Government with power sufficient to answer all

its legitimate needs and at the same time

incapable of mischief". (emphasis supplied)

[see also Ajit Kumar Nag v. Indian Oil Corporation,

(2005) 7 SCC 764].

I am reminded what Chief Justice Marshall stated

before about two centuries in Providence Bank v. Alphens

Billings, 29 US 504 (1830) : 7 Law Ed 939;

"This vital power may be abused; but the

Constitution of the United States was not

intended to furnish the corrective for every

abuse of power which may be committed by

the State Governments. The interest, wisdom,

and justice of the representative body, and its

relations with its constituents furnish the only

security where there is no express contract

against unjust and excessive taxation, as well

as against unwise legislation generally."

(emphasis supplied)

CONCLUDING REMARKS

I have already held that the decisions taken, orders

made, findings recorded or conclusions arrived at by

Parliament/State Legislature are subject to judicial

review, albeit on limited grounds and parameters. If,

therefore, there is gross abuse of power by Parliament/

State Legislature, this Court will not hesitate in

discharging its duty by quashing the order or setting

aside unreasonable action.

I am reminded what Justice Sarkar stated in

Keshav Singh;

"I wish to add that I am not one of those who

feel that a Legislative Assembly cannot be

trusted with an absolute power of committing

for contempt. The Legislatures have by the

Constitution been expressly entrusted with

much more important things. During the

fourteen years that the Constitution has been

in operation, the Legislatures have not done

anything to justify the view that they do not

deserve to be trusted with power. I would point

out that though Art. 211 is not enforceable,

the Legislatures have shown an admirable

spirit of restraint and have not even once in all

these years discussed the conduct of Judges.

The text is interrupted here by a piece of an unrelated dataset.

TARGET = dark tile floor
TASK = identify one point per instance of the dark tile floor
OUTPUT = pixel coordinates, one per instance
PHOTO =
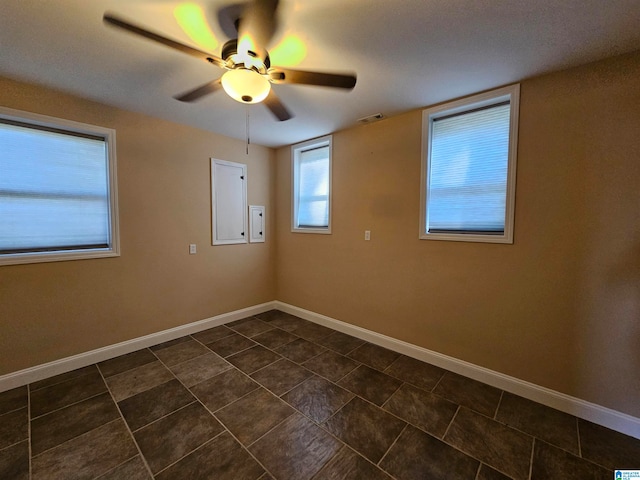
(278, 397)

We must not lose faith in our people, we must

not think that the Legislatures would misuse

the powers given to them by the Constitution

or that safety lay only in judicial correction.

Such correct may produce friction and cause

more harm than good. In a modern State it is

often necessary for the good of the country

that parallel powers should exist in different

authorities. It is not inevitable that such

powers will clash. It would be defeatism to take

the view that in our country men would not be

available to work these powers smoothly and

in the best interests of the people and without

producing friction. I sincerely hope that what

has happened will never happen again and our

Constitution will be worked by the different

organs of the State amicably, wisely,

courageously and in the spirit in which the

makers of the Constitution expected them to

act".

I am in whole-hearted agreement with the above

observations. On my part, I may state that I am an

optimist who has trust and faith in both these august

units, namely, Legislature and Judiciary. By and large,

constitutional functionaries in this country have

admirably performed their functions, exercised their

powers and discharged their duties effectively, efficiently

and sincerely and there is no reason to doubt that in

coming years also they would continue to act in a

responsible manner expected of them. I am equally

confident that not only all the constituents of the State

will keep themselves within the domain of their

authority and will not encroach, trespass or overstep

the province of other organs but will also act in

preserving, protecting and upholding the faith,

confidence and trust reposed in them by the Founding

Fathers of the Constitution and by the people of this

great country by mutual regard, respect and dignity for

each other. On the whole, the situation is satisfactory

and I see no reason to be disappointed for future.

With the above observations and pious hope, I

dismiss the Writ Petition as also all transferred cases,

however, without any order as to costs.